The trial will be carried out at Guy’s and St Thomas’ NHS trust in London. The chiefs of the NHS hope that establishing AI and robotic technology will help doctors uncover more cases. This will enable treatment to start sooner and increase the chance of survival. 

“This is a glimpse of the future of cancer detection”, said Prof Peter Johnson, NHS England’s national clinical director for cancer.

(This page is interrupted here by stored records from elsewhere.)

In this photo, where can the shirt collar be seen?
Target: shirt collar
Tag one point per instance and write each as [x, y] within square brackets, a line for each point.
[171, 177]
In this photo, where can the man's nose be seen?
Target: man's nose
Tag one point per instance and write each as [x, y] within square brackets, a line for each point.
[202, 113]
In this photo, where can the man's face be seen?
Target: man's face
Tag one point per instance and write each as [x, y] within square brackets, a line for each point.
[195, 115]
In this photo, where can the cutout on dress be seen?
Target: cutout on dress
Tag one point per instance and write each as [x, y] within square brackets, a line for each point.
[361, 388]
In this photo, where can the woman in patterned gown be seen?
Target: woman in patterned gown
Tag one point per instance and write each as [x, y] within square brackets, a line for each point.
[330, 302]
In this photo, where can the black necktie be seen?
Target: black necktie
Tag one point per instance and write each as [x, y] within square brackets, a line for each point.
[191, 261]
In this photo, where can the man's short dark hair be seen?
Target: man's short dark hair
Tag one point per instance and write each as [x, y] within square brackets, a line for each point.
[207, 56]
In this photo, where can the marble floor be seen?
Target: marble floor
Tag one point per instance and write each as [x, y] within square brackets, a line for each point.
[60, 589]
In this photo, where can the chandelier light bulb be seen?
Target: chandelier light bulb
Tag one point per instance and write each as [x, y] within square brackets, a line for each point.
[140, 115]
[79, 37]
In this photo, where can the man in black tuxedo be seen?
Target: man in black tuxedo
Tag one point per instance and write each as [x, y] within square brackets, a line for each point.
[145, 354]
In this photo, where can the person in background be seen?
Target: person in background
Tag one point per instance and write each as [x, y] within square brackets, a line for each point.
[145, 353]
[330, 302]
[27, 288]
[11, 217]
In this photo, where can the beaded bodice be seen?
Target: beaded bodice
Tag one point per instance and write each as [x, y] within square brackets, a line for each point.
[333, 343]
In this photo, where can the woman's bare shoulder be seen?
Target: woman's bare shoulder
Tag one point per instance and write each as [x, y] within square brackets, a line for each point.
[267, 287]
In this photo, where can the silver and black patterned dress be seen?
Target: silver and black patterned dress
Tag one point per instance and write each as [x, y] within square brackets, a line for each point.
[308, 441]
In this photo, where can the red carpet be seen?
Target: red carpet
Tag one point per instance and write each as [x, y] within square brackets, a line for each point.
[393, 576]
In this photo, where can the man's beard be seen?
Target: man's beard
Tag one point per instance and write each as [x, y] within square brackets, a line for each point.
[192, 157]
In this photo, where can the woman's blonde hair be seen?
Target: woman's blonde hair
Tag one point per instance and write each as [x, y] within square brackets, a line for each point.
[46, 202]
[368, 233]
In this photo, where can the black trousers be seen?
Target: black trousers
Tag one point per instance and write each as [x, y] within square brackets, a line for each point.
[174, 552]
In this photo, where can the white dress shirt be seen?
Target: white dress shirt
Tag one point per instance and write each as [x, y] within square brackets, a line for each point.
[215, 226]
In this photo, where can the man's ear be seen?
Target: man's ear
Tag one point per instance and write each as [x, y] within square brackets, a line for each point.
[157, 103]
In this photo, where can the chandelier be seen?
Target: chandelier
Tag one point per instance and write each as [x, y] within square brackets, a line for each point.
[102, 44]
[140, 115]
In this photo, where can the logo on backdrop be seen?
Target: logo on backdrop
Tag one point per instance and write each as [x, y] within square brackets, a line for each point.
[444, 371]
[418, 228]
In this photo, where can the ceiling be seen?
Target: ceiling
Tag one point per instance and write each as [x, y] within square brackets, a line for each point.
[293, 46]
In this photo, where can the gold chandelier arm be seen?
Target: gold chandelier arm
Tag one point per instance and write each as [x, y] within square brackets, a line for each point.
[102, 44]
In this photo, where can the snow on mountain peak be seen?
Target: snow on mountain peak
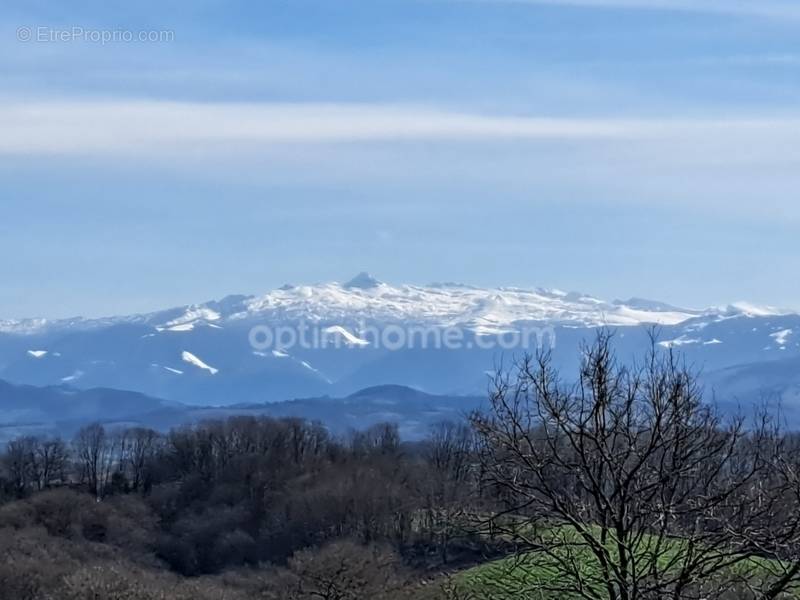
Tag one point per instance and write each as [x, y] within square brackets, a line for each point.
[365, 299]
[362, 281]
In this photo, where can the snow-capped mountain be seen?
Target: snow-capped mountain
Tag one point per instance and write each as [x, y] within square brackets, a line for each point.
[203, 353]
[364, 298]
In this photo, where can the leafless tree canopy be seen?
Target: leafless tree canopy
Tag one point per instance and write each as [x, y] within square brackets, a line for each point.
[625, 485]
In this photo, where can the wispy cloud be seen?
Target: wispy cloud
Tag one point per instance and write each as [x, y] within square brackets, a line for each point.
[777, 9]
[155, 127]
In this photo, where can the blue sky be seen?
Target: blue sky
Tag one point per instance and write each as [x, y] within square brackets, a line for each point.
[618, 147]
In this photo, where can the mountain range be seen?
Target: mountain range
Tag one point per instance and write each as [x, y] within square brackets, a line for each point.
[204, 354]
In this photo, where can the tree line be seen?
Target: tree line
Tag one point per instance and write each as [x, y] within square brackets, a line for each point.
[618, 483]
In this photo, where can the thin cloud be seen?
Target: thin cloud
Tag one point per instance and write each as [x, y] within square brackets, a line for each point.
[773, 9]
[152, 127]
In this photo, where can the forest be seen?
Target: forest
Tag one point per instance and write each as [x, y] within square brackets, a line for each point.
[618, 482]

Lung scans will be analyzed by AI software, which will alert doctors to the presence of small lumps. The small lumps can be just 6mm long (the size of a grain of rice) and are most likely cancerous. 

There will be a robotic camera, which will then guide the miniature tools used to perform a biopsy, to produce a tissue sample to be analyzed in a laboratory with existing techniques. This will enable potentially cancerous nodules hidden deep in the lung, which are hard to spot at present. 

“If shown to be effective, the technology could help transform lung cancer diagnosis as the NHS screening programme increasingly identifies more people with very small nodules that would previously have gone undetected until much later”, NHS England said.

It said, “For many patients, weeks of repeat scans and procedures could be replaced with a single half-hour cancer biopsy, reducing prolonged uncertainty and avoiding more invasive surgery”.

The team behind the trial has already carried out about 300 robotic biopsies, which led to 215 people having cancer treatment.

Michelle Mitchell, the chief executive of Cancer Research UK, said that “Lung cancer is the leading cause of cancer death in the UK, but diagnosing it at an earlier stage can significantly improve people’s chances of survival”.

“New technologies like this have huge potential, and tests to ensure they’re accurate and beneficial for patients in the real world should happen quickly so that innovations can reach everyone sooner,” he added.